FALC Celebrates Learning at 27th Annual Science Fair

The 1199SEIU/Employer Child Care Corporation’s Future of America Learning Center (FALC) celebrated its 27th Annual Science Fair with a full week of children’s project presentations, virtual displays and “in-house” field trips from Monday, March 27, through Friday, March 31. This is the first time since the COVID-19 pandemic began that FALC opened its doors to families and invited guests to visit the center floor to view STREAM (Science, Technology, Relationship, Engineering, Art and Math) exhibits and hands-on experiments, based on the science fair’s overarching theme “How Do the Elements of Nature Affect Us?”
The fair offers students the opportunity to showcase their scientific learning, experiments and family projects about nature’s elements of earth, air, water, fire and space, as well as answer questions.

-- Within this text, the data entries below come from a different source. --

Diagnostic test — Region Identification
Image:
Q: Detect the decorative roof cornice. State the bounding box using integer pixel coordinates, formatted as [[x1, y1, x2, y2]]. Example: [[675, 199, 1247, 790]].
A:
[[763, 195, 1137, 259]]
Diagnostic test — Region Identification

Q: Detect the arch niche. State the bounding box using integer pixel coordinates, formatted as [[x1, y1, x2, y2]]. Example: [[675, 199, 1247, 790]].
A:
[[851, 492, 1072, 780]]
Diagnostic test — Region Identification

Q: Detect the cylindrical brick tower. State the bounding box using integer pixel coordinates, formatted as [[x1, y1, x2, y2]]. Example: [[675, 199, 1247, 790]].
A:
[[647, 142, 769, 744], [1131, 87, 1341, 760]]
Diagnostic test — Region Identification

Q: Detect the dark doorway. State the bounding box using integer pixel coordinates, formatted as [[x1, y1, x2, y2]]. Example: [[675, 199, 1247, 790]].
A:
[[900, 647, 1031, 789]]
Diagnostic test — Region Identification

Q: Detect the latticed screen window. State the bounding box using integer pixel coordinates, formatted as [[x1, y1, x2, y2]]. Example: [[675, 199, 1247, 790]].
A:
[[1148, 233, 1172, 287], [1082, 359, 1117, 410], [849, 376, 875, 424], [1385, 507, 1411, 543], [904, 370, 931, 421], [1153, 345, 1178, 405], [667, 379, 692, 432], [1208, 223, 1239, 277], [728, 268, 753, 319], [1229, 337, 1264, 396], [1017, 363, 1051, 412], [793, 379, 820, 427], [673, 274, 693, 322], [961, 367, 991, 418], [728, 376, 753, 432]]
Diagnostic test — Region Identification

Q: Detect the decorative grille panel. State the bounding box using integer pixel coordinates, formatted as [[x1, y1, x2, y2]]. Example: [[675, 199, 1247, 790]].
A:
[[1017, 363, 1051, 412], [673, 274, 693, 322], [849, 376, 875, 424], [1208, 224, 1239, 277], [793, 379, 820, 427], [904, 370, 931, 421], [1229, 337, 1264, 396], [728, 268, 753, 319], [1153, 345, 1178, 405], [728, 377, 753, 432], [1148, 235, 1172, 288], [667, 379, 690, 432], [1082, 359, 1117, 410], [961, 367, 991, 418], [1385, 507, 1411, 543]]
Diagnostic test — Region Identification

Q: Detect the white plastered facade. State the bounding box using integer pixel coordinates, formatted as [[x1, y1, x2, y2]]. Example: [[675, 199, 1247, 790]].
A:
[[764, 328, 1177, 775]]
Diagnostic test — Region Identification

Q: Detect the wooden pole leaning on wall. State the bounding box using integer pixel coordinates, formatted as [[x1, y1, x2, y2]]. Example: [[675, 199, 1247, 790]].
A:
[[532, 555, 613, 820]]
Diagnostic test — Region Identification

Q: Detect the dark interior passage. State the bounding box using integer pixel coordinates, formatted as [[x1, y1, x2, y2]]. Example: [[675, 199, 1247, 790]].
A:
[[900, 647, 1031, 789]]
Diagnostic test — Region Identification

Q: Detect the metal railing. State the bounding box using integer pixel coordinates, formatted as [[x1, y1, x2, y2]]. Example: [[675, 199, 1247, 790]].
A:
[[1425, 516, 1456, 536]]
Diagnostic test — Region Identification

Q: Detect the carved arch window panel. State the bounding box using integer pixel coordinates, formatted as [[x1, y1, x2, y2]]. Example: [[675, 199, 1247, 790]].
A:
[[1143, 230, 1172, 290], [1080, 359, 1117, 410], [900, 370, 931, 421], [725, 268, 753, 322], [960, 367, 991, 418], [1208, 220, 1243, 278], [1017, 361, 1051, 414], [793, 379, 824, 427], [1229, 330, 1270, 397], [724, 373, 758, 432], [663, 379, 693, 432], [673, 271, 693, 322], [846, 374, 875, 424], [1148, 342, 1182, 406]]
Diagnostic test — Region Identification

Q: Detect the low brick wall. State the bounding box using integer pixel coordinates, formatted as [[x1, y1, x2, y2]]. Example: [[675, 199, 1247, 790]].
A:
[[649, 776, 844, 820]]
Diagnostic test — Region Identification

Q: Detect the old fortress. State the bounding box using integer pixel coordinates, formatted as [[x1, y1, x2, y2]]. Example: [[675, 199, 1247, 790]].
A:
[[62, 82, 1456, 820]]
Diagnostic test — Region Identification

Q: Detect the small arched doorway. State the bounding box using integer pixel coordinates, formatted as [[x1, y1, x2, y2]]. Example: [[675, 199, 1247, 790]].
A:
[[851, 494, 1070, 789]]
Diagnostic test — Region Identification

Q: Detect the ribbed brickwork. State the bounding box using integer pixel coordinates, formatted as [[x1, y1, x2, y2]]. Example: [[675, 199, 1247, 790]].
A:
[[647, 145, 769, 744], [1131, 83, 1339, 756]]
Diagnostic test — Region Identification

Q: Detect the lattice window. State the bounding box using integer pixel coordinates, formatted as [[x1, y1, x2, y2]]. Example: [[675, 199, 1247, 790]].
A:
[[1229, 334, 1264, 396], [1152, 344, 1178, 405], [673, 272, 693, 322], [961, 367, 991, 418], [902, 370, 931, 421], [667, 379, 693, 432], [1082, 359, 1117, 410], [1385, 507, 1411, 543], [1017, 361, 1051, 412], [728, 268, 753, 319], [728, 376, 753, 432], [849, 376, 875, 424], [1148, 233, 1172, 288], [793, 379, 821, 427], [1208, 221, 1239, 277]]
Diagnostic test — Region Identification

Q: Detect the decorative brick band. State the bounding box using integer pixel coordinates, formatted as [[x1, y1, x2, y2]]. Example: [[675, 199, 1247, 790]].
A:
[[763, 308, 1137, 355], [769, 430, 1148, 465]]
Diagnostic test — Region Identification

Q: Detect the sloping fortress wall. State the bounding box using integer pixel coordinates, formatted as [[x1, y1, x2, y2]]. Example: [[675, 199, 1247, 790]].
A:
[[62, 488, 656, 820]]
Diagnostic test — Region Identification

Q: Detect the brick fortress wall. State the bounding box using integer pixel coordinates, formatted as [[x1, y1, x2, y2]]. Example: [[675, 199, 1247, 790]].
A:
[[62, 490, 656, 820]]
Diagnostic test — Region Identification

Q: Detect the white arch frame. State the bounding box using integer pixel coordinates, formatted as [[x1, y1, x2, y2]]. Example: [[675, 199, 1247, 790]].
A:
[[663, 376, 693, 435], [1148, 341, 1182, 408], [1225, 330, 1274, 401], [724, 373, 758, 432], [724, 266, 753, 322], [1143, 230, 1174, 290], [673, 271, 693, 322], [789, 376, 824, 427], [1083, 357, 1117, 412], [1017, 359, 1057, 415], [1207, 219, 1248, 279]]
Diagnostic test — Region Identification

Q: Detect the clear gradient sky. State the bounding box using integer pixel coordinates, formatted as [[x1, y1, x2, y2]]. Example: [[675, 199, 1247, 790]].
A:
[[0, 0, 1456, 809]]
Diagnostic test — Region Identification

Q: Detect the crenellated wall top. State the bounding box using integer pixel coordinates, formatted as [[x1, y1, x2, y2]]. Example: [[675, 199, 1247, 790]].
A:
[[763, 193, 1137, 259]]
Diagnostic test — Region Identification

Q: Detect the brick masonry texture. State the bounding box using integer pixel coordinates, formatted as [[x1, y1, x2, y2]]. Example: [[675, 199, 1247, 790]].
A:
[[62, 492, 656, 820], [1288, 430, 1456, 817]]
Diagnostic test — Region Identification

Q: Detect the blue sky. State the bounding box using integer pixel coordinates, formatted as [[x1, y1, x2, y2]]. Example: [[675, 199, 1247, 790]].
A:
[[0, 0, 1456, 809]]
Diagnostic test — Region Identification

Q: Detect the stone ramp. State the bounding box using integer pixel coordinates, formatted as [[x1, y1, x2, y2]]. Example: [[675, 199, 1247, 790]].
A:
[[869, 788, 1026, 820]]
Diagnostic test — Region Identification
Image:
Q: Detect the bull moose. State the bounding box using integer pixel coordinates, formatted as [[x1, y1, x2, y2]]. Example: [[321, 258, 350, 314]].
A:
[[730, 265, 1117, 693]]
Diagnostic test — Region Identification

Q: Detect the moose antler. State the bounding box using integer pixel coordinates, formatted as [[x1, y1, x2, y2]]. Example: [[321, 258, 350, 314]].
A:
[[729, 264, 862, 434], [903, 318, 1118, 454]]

This year, young scholars, ages two to five, took a scientific journey of land, air, sea and space to unravel some mysteries of our world. With their teachers as trusted guides, students made authentic connections to sensorial exploration, mindfulness/spiritual wellness, natural disasters and phenomena, current events, technological advances/inventions, relative professions, and health, safety and security matters. In their classroom learning stations and on-site STREAM lab, students presented their action-based research, sharing knowledge about their experience and process. The fair offers students the opportunity to showcase their scientific learning, experiments and family projects about nature’s elements of earth, air, water, fire and space, as well as answer questions.

FALC continuously strives to serve as a catalyst of change and transformative learning. The annual science fair has long been a staple of program’s curriculum and family engagement activities, focusing on the quality of process and interaction versus the product. This interdisciplinary approach to learning exemplifies FALC’s Plant-A-Dream curriculum, in which children are connected to the real and natural world. Using varied activities and materials based on the theory of multiple intelligences as the entry point, students are encouraged to ask questions, make hypotheses, reflect, explore, observe, collaborate and integrate their curiosity, creativity and learning into their everyday lives.